A Random Forest is a collection (or ensemble) of decision trees, where each tree is trained on a different random subset of the data

![Random forest](https://upload.wikimedia.org/wikipedia/commons/7/76/Random_forest_diagram_complete.png)

(image taken from the [wikipedia article](https://en.wikipedia.org/wiki/Random_forest) on random forests)

Wisdom of the crowd!

Some benefits of RF are:
    
* Are fast to train and test.
* Can deal with noisy features.
* Handle features of different units.
* Can cope with large datasets.

## Random Forest on Butterfly dataset

Here we will split our training data into a training and validation sets and compute classification accuracy.

In [None]:
import pandas as pd
import seaborn as sns

# load the scikit learn package
import sklearn
from sklearn import model_selection
from sklearn.ensemble import RandomForestClassifier

In [None]:
# load data from csv file
butterflies = pd.read_csv("data/butterflies.csv")

In [None]:
# plot the dataset
sns.scatterplot(data=butterflies, x="Width", y="Height", hue="Species")

In [None]:
# split the data into validation and test
# randomly choose take 50 datapoints for validation
train_data, validation_data = model_selection.train_test_split(
    butterflies, test_size=50
)

In [None]:
print("Number of training samples: ", len(train_data))
print("Number of validation samples: ", len(validation_data))

In [None]:
# draw the dataset
sns.scatterplot(data=butterflies, x="Width", y="Height", hue="Species")

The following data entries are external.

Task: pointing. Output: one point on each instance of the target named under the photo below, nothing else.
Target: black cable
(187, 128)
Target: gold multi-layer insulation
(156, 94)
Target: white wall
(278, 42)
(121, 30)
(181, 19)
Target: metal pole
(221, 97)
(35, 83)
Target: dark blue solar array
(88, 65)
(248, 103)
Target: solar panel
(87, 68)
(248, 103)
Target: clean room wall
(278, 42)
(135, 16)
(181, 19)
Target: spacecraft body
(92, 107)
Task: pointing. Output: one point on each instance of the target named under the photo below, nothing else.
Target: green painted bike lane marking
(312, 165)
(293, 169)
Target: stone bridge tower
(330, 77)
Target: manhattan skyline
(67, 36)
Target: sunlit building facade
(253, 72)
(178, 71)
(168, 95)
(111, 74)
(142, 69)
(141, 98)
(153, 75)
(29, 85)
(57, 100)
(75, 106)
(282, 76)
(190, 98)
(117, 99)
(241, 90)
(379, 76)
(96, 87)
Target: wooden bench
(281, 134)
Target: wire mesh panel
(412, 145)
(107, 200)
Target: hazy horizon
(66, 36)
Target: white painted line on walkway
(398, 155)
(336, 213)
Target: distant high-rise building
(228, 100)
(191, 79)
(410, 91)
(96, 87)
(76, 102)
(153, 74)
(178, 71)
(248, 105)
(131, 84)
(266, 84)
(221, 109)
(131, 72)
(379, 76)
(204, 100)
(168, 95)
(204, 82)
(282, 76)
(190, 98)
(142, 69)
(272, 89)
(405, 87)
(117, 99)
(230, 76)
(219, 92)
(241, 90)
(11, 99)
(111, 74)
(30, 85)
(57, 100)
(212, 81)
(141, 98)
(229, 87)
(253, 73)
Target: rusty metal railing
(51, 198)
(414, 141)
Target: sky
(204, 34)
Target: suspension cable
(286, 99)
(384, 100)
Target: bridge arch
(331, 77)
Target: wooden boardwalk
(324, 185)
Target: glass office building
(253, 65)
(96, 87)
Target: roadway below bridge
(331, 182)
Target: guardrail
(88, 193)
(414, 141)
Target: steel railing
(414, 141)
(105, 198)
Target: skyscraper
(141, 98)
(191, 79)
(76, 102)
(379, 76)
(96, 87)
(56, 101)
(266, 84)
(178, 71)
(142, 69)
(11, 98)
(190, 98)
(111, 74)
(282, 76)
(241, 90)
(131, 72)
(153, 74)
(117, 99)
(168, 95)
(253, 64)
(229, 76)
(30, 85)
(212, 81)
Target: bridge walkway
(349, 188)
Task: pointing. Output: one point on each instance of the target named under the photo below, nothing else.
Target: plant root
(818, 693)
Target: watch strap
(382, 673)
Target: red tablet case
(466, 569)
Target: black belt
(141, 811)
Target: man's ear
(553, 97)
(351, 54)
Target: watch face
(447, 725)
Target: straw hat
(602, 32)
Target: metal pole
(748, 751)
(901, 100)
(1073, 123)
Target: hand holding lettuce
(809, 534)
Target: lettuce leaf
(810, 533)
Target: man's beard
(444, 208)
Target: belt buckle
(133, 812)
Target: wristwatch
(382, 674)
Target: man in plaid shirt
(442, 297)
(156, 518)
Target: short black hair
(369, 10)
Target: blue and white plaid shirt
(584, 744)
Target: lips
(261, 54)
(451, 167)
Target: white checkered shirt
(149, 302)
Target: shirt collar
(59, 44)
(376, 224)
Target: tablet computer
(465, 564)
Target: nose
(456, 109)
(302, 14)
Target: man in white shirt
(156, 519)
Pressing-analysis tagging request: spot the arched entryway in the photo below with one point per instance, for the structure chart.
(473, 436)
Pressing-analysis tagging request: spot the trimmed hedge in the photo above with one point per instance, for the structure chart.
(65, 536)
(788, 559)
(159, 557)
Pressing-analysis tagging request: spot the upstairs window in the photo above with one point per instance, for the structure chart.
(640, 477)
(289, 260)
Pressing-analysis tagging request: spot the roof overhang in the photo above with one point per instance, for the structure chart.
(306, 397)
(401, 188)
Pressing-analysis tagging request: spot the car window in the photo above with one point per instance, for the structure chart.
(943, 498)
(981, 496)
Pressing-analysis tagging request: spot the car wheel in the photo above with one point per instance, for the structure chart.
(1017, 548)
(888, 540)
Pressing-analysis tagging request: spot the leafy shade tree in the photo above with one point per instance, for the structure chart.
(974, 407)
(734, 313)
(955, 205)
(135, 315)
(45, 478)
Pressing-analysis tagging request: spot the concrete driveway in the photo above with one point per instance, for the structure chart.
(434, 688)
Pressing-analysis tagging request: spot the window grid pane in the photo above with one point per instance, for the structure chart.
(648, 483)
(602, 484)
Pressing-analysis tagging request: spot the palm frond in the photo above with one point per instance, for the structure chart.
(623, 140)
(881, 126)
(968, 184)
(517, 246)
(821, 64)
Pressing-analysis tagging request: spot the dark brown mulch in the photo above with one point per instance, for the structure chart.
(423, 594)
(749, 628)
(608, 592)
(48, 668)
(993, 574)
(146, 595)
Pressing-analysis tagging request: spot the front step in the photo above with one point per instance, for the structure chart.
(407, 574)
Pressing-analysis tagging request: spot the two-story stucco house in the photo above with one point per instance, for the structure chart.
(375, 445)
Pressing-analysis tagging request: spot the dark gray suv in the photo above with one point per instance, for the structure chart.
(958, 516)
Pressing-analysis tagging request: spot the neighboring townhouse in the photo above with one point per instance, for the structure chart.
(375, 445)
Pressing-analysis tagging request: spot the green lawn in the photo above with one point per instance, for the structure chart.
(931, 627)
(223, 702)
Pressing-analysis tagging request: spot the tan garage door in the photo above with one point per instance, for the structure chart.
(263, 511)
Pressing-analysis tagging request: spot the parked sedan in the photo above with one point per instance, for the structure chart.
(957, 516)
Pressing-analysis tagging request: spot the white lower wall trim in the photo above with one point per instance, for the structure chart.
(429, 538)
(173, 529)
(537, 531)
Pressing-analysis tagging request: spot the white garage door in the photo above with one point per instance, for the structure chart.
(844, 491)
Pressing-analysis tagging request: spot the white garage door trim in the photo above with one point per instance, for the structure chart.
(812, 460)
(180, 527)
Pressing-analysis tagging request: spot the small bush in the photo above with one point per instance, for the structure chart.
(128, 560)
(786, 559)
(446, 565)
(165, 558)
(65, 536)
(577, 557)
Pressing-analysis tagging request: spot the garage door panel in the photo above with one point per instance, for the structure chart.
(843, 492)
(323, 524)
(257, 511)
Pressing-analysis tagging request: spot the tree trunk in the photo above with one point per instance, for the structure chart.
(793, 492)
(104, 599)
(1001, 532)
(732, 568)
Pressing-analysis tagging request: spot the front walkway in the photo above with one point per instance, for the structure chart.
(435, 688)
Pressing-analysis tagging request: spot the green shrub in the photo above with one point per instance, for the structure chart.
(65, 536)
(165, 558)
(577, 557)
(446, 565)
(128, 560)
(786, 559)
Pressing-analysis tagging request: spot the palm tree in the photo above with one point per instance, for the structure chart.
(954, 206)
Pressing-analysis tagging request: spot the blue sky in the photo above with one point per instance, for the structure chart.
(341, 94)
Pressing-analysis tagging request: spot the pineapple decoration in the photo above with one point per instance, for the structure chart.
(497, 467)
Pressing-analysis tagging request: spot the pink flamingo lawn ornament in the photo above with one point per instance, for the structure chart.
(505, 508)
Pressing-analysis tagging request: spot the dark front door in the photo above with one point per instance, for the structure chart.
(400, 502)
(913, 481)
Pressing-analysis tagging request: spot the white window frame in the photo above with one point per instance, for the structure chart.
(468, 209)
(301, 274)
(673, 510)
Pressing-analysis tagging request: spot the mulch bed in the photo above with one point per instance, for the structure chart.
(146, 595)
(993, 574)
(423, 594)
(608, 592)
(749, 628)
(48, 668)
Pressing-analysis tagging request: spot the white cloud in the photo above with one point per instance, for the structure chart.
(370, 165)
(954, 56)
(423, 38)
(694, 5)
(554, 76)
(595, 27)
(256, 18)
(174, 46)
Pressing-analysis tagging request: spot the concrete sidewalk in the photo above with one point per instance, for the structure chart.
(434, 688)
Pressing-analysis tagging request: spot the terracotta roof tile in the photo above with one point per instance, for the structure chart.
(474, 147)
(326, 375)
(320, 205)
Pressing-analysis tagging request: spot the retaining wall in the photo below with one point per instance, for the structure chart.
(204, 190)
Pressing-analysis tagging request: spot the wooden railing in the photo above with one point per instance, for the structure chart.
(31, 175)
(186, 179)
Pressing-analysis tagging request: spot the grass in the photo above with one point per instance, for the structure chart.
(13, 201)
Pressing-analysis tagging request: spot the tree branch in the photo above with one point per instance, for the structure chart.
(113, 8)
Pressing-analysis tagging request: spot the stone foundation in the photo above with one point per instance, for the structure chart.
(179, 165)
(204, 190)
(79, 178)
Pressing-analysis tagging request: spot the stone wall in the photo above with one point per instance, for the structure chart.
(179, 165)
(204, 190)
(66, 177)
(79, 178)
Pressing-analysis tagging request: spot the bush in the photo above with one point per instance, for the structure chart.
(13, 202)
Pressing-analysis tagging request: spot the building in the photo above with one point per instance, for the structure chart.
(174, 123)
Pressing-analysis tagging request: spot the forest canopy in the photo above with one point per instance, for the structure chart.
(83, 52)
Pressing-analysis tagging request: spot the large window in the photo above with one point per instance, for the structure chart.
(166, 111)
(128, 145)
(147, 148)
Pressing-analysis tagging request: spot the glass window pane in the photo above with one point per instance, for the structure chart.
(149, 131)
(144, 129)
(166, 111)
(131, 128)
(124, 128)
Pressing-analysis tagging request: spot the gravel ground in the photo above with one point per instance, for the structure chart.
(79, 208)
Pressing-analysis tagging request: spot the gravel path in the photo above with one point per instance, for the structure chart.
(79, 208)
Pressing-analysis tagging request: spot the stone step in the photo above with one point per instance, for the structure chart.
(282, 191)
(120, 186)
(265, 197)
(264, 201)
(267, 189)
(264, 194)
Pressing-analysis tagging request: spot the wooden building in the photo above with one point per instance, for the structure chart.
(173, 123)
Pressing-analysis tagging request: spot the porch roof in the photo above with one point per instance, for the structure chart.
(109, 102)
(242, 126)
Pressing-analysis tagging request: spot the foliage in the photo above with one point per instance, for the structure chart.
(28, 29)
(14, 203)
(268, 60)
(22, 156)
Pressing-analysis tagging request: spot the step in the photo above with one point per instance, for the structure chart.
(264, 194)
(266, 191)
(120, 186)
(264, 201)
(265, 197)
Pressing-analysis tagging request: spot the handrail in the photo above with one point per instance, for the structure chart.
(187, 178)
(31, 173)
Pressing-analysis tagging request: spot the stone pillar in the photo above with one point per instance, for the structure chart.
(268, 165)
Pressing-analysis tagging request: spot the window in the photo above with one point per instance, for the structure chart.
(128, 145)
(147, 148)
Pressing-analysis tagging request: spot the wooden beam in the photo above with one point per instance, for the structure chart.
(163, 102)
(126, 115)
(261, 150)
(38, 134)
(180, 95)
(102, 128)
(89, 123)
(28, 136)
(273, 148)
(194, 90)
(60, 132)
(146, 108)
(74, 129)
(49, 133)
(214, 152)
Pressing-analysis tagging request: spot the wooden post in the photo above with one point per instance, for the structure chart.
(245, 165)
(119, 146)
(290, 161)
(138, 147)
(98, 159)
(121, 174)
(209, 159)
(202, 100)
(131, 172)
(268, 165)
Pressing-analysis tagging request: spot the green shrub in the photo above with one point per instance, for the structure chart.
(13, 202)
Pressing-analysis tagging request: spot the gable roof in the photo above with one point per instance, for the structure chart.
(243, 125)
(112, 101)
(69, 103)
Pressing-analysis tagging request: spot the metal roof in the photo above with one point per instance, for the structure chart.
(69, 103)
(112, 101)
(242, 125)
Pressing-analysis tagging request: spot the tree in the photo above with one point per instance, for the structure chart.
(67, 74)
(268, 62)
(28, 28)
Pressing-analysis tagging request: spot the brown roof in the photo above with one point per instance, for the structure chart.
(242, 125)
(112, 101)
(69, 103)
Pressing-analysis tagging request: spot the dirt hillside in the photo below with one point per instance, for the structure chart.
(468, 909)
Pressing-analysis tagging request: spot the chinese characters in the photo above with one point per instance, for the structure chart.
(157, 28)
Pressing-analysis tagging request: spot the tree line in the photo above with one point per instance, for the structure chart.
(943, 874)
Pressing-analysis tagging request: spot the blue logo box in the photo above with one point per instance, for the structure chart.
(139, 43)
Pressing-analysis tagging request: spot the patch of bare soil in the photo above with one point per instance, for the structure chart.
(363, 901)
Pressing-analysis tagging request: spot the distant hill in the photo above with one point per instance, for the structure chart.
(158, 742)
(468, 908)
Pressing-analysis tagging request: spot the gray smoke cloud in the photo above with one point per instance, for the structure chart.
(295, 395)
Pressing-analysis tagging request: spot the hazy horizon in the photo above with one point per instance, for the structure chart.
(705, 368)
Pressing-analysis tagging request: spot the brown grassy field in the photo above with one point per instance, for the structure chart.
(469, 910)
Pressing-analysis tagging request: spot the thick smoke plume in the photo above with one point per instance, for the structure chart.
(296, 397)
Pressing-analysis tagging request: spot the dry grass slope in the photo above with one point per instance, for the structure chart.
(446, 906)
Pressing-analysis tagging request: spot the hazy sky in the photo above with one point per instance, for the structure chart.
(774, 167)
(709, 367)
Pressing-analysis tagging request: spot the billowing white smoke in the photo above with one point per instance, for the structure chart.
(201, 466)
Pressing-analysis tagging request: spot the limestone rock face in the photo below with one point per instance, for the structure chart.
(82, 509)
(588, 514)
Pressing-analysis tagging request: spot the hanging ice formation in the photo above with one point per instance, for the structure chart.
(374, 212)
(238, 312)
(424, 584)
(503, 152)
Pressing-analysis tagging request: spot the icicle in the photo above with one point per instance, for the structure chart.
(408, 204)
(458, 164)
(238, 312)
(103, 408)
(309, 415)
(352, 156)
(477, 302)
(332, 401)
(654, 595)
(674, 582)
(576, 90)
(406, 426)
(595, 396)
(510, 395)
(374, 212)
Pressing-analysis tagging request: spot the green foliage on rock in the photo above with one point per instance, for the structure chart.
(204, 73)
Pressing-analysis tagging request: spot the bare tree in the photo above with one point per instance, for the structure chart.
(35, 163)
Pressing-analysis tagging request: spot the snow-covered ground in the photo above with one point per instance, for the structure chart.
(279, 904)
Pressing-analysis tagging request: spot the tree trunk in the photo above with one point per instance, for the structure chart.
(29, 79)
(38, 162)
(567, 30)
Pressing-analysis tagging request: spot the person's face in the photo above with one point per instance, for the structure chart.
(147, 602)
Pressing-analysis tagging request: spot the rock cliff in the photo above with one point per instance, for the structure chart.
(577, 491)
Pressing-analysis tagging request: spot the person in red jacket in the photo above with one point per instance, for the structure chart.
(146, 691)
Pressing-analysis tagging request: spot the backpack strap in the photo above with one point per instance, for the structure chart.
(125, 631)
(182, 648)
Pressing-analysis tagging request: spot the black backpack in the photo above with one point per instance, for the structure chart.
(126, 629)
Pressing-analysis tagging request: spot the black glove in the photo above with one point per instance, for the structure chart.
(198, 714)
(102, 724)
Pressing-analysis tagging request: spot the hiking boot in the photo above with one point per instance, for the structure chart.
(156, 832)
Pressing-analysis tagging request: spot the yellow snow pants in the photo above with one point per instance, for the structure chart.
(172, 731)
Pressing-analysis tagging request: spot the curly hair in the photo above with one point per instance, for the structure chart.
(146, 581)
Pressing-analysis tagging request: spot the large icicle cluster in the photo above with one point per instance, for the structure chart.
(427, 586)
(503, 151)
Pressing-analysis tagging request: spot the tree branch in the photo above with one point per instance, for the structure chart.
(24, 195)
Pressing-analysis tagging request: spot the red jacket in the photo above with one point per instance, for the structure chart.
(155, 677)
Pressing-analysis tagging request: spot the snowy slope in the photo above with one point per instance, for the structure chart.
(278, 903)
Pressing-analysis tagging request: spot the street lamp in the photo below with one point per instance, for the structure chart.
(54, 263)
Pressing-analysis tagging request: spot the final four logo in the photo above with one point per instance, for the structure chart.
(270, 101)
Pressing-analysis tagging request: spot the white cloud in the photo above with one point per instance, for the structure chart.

# with circles around the training set
sns.scatterplot(
    data=train_data,
    x="Width",
    y="Height",
    marker="o",
    edgecolor="black",
    facecolor="none",
    label="train set",
)

In [None]:
# train the classifier
rf = RandomForestClassifier()
rf.fit(train_data[["Width", "Height"]], train_data["Species"])

In [None]:
# make predictions for the validation set
species_prediction = rf.predict(validation_data[["Width", "Height"]])

In [None]:
# compute the classification accuracy on the validation set
correct_classifications = validation_data["Species"] == species_prediction
percent_correct_predictions = correct_classifications.mean() * 100
percent_incorrect_predictions = (1 - correct_classifications).mean() * 100
print("Classification accuracy (%):", percent_correct_predictions)

In [None]:
# extract the incorrect predictions so we can plot them
incorrect_predictions = validation_data[~correct_classifications]

In [None]:
# draw the dataset
sns.scatterplot(data=butterflies, x="Width", y="Height", hue="Species")

# with circles around the training set
sns.scatterplot(
    data=train_data,
    x="Width",
    y="Height",
    marker="o",
    edgecolor="black",
    facecolor="none",
    label="train data",
)

# draw an 'x' where we predict the wrong answer
sns.scatterplot(
    data=incorrect_predictions,
    x="Width",
    y="Height",
    marker="x",
    color="black",
    label="incorrect predictions",
);

In [None]:
# Fit a non-linear support vector machine on the non-linearly-separable dataset
clf = RandomForestClassifier().fit(
    non_separable_dataset[[x, y]].values,
    non_separable_dataset["species"],
)

# Plot the decision boundary of the linear classifier
ax = plot_decision_boundary(
    clf,
    x=non_separable_dataset[x],
    y=non_separable_dataset[y],
    grid_resolution=100,
    plot_method="contour",
    levels=[0.5],
)

plot_decision_boundary(
    clf,
    x=non_separable_dataset[x],
    y=non_separable_dataset[y],
    grid_resolution=100,
    levels=[0, 0.5, 1],
    ax=ax,
    cmap=ListedColormap(["cornflowerblue", "cyan", "orange"]),
)

# Overlay the dataset points
sns.scatterplot(
    data=non_separable_dataset,
    x=x,
    y=y,
    hue="species",
    ax=ax,
);

In [None]:
from IPython.display import IFrame

In [None]:
IFrame("http://cs.stanford.edu/people/karpathy/svmjs/demo/demoforest.html", width=1000, height=600)

## Which algorithm to choose?

Short answer: It depends!

No silver bullet, but often it is sensible to first try a Support Vector Machine or Random Forest.

This will give you an idea of how separable your data is. The next step is to try different features, and perhaps even collect more training data.

## How much data do I need?

Short answer: It depends!

It depends on how easy it is for your classifier to separate your data. Some problems are relatively easy and don’t require lots of data, others such as species identification in images can require 10,000s.